We’ll look at foods that give extra protection to your teeth, but also explain what enamel is and what enamel erosion is. Let’s start with the 8 superfoods first.
Ever since we were little kids, our parents constantly said “don’t eat chocolate, it’s bad for your teeth.” And that’s partially true. Regular milk chocolate should be avoided. Dark chocolate, on the other hand, provides great protection for your teeth. Dark chocolate has a high amount cocoa, and cocoa has tannin, a compound that protects teeth from erosion.
This compound also reduces the gum inflammation. And the underrated part is that dark chocolate contains antioxidants that will protect you from harmful bacteria—in other words, good breath! To summarize, dark chocolate protects your teeth and helps you have refreshing breath. But as with anything else, don’t overeat chocolate, even if it’s dark.
Milk contains two important compounds that protect our teeth. The first one is calcium, and the other is vitamin D. Both are crucial for stronger bones and teeth. Drinking milk on a regular basis will help you repair tooth enamel. If you are lactose intolerant, opt for soy milk. But just make sure to get your dose of milk on a regular basis.
Crisp veggies and fruits are good for the teeth. Celery is not just a refreshing snack—this crispy veggie will protect your teeth thanks to its high amount of fiber. If you didn’t know, fiber cleans the teeth. And because celery is crunchy and crispy, the longer chewing time will promote healthy pH levels in your mouth. As a result of chewing celery, you protect yourself from plaque build-up.
Here is another crispy fruit that serves almost the same purpose as celery.

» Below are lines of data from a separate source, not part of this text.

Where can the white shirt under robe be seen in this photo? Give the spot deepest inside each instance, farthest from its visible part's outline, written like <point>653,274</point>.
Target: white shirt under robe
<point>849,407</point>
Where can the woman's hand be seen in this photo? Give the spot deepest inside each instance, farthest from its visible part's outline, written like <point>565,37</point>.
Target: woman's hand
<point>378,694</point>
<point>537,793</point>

But most importantly, apples will clean your teeth of all other food residue. You can actually chew an apple instead of brushing your teeth. In addition to cleaning your teeth, apples are a great source of vitamins that strengthen the teeth. One apple after a meal will reduce the build-up of food. The texture of the apple helps scrub the teeth.

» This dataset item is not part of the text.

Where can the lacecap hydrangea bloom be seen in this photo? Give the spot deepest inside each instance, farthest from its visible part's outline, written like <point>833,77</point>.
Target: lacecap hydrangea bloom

No, parsley is not a crispy veggie that you will chew for a few minutes. But parsley contains compounds that will freshen your breath and prevent bacteria from accumulating in your mouth. Parsley protects your tooth enamel. Many dentists suggest chewing parsley instead of chewing gum.
One of the most important vitamins for tooth protection is vitamin C. And oranges have vitamin C in abundance. But they also contain acid and other vitamins that act as a cleansing and flossing solution for your teeth. Just make sure you don’t let orange juice and its acid stay in your mouth for an extended period.

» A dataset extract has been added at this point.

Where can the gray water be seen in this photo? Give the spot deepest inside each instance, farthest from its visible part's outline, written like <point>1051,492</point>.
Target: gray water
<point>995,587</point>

While oranges contain acids that help with tooth health, cheese works in the opposite way. Cheese neutralizes acids in your mouth. This protects the enamel from overexposure to acids. A small piece of cheese after dinner is recommended for protecting your teeth and avoiding tooth decay.
We mentioned previously that vitamin D is crucial for teeth health. Well, mushrooms are loaded with it. Vitamin D is key to the absorption of calcium, and mushrooms will give you just enough of it.
What is tooth enamel?
With all this talk about protecting your teeth, let’s explain what tooth enamel is. Enamel is the thin outer covering of the tooth, and it’s the hardest tissue in the human body. The layer covers the crown and protects your teeth from daily use like chewing, crunching, grinding, and biting. Sometimes, products like fruit juices, cigarettes, tea, cola, and red wine can stain the enamel of your teeth. Routine cleaning and polishing will remove most surface stains.
An important note: unlike a broken bone than can be repaired, enamel has no living cells. That means that there is no way for your body to repair cracked or chipped enamel. That makes protection of your tooth enamel that much more important.
Tooth erosion, or enamel erosion, can be caused by fruit drinks, dry mouth, a diet high in sugar and starches, excessive soft drink consumption, a diet high in phosphoric and citric acids, environmental factors like stress and corrosion, medications like aspirin and antihistamines, gastrointestinal problems, and acid reflux disease.